7. The abnormal cell detection device as claimed in claim 5, wherein the at least one processor is further configured to deactivate a cell balancing function so that cell balancing of the plurality of cells is prohibited even if a cell balancing initiation criterion is satisfied.

8. The abnormal cell detection device as claimed in claim 5, wherein the at least one processor is further configured to transfer notification information indicating that the abnormal cell is detected along with information on the abnormal cell to a user.

9. A battery pack including an abnormal cell detection device, the battery pack comprising: a voltage detector to detect a cell voltage of each of a plurality of cells included in the battery pack; and a battery management system including at least one processor, wherein the at least one processor is configured to: receive one or more first signals from the voltage detector during a first rest period in which cell balancing of the plurality of cells is permitted, the first signals being indicative of the cell voltage of each of the plurality of cells; obtain a first discharge rate of each of the plurality of cells based on cell voltage over time during the first rest period; prohibit cell balancing of the plurality of cells if at least one cell having the first discharge rate greater than or equal to a first threshold value is detected; receive one or more second signals from the voltage detector during a second rest period in which cell balancing of the plurality of cells is prohibited, the second signals being indicative of the cell voltage of each of the plurality of cells; obtain a second discharge rate for at least one cell having the first discharge rate greater than or equal to the first threshold value among the plurality of cells, based on cell voltage over time during the second rest period; detect an abnormal cell having the second discharge rate greater than or equal to a second threshold value; and block charging and discharging of the battery pack if the abnormal cell is detected.

10. The battery pack as claimed in claim 9, wherein the second threshold value is greater than the first threshold value.

11. The battery pack as claimed in claim 9, wherein the at least one processor is further configured to deactivate a cell balancing function so that cell balancing of the plurality of cells is prohibited even if a cell balancing initiation criterion is satisfied.
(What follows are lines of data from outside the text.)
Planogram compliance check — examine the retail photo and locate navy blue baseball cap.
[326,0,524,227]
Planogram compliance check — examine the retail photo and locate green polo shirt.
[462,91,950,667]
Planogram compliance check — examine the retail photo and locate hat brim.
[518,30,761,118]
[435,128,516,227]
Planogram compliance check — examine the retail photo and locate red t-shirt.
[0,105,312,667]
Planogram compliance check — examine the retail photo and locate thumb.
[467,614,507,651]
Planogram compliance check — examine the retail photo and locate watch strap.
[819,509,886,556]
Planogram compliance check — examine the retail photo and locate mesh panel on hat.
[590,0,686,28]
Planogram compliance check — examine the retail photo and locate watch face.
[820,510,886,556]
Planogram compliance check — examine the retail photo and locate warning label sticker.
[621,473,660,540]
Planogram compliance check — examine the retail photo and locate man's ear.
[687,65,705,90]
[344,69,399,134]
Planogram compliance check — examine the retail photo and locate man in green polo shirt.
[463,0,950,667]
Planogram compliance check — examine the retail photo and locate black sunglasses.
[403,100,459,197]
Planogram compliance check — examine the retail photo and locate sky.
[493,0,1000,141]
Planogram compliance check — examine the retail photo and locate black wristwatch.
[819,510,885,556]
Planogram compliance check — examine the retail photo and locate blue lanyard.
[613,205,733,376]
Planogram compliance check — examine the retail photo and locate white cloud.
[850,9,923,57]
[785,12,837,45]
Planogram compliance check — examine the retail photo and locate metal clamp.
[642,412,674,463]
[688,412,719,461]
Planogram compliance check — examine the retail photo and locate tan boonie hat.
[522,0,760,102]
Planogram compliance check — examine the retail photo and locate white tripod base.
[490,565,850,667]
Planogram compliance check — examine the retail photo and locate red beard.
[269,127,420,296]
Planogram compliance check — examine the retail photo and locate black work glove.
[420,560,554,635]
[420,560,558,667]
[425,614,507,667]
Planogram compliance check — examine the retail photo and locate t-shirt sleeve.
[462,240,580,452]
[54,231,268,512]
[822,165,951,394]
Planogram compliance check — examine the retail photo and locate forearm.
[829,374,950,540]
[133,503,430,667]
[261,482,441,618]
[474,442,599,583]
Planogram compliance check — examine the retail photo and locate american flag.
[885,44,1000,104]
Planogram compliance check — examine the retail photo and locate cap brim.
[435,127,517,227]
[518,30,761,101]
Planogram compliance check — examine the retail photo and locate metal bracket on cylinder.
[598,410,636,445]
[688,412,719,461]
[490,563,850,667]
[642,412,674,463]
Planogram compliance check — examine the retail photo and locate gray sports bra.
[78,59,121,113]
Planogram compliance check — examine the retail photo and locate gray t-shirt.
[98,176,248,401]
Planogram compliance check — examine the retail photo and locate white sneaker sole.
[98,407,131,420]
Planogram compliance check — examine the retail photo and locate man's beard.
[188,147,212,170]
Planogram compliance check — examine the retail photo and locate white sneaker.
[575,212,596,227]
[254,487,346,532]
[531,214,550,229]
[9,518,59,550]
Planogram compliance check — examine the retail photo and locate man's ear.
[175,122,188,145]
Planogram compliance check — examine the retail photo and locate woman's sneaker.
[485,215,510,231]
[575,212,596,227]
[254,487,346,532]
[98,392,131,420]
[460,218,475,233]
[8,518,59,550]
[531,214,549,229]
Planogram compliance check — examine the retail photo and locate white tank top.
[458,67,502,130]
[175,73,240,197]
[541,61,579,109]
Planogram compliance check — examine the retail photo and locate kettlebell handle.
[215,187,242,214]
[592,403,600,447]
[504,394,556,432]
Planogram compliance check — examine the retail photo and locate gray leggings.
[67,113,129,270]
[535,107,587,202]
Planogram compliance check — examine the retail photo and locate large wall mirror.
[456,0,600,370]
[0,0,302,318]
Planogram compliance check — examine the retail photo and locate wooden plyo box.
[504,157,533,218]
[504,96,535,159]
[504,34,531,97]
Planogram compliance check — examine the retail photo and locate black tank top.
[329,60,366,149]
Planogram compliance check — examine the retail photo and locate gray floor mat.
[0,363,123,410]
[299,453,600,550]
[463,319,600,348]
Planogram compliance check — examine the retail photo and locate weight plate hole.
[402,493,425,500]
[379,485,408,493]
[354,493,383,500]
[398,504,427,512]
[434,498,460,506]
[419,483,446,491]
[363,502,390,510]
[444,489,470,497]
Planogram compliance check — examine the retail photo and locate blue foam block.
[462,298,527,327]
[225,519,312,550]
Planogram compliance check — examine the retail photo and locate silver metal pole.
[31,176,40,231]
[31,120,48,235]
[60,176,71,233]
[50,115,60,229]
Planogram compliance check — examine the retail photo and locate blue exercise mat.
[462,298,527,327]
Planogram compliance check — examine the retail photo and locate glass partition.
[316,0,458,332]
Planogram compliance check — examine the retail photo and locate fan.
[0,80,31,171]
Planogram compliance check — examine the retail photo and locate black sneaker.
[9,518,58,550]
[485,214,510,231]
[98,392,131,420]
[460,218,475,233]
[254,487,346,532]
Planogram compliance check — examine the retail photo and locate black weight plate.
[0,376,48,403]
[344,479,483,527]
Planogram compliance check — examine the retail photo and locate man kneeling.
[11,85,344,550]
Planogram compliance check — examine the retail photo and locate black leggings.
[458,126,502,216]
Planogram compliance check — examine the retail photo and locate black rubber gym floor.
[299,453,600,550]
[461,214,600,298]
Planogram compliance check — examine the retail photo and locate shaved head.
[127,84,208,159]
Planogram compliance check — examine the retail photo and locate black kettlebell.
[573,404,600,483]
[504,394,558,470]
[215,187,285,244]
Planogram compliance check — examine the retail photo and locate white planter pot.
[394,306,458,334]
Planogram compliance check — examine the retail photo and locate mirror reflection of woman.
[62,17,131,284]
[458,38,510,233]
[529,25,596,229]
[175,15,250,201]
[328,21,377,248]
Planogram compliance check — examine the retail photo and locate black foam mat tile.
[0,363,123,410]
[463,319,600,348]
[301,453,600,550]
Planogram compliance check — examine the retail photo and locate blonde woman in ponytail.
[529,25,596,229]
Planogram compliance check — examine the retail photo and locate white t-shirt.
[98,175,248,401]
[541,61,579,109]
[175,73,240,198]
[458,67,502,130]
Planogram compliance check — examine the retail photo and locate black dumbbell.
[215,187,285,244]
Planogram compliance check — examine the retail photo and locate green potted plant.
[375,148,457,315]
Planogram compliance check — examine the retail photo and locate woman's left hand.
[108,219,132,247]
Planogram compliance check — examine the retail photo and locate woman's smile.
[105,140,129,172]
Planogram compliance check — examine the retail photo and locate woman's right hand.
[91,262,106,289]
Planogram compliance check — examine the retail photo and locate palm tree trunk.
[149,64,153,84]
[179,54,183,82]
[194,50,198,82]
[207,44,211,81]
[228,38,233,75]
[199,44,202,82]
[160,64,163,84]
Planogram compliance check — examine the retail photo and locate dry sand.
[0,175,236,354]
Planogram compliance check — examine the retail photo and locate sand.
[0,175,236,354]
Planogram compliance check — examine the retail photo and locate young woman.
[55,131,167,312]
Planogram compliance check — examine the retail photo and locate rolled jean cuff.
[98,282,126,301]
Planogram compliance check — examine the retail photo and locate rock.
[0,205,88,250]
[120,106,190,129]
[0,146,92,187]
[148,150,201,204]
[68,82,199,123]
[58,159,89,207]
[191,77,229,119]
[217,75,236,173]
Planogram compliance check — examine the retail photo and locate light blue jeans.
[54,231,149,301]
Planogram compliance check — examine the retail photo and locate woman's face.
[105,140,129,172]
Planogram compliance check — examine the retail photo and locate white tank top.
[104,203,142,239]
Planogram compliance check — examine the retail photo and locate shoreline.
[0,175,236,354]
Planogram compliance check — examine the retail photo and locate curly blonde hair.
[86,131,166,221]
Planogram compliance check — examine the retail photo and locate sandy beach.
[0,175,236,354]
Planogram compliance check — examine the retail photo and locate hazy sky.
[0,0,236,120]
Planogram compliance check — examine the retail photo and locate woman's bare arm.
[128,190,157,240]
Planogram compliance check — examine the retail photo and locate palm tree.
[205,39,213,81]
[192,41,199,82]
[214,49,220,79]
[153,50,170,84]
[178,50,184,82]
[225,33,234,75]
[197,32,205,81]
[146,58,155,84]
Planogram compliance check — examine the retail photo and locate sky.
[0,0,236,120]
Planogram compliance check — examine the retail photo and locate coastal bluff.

12. The battery pack as claimed in claim 9, wherein the at least one processor is further configured to transfer notification information indicating that the abnormal cell is detected along with information on the abnormal cell to a user.

Description

BRIEF DESCRIPTION OF THE DRAWINGS

[0025] Features will become apparent to those of skill in the art by describing in detail example embodiments with reference to the attached drawings in which:

[0026] FIG. 1 schematically illustrates a battery system according to an example embodiment.

[0027] FIG. 2A and FIG. 2B illustrate cases in which a short-circuit accident occurs in the battery system of FIG. 1 as an example.

[0028] FIG. 3 schematically illustrates a short-circuit detection method of a battery system according to an example embodiment.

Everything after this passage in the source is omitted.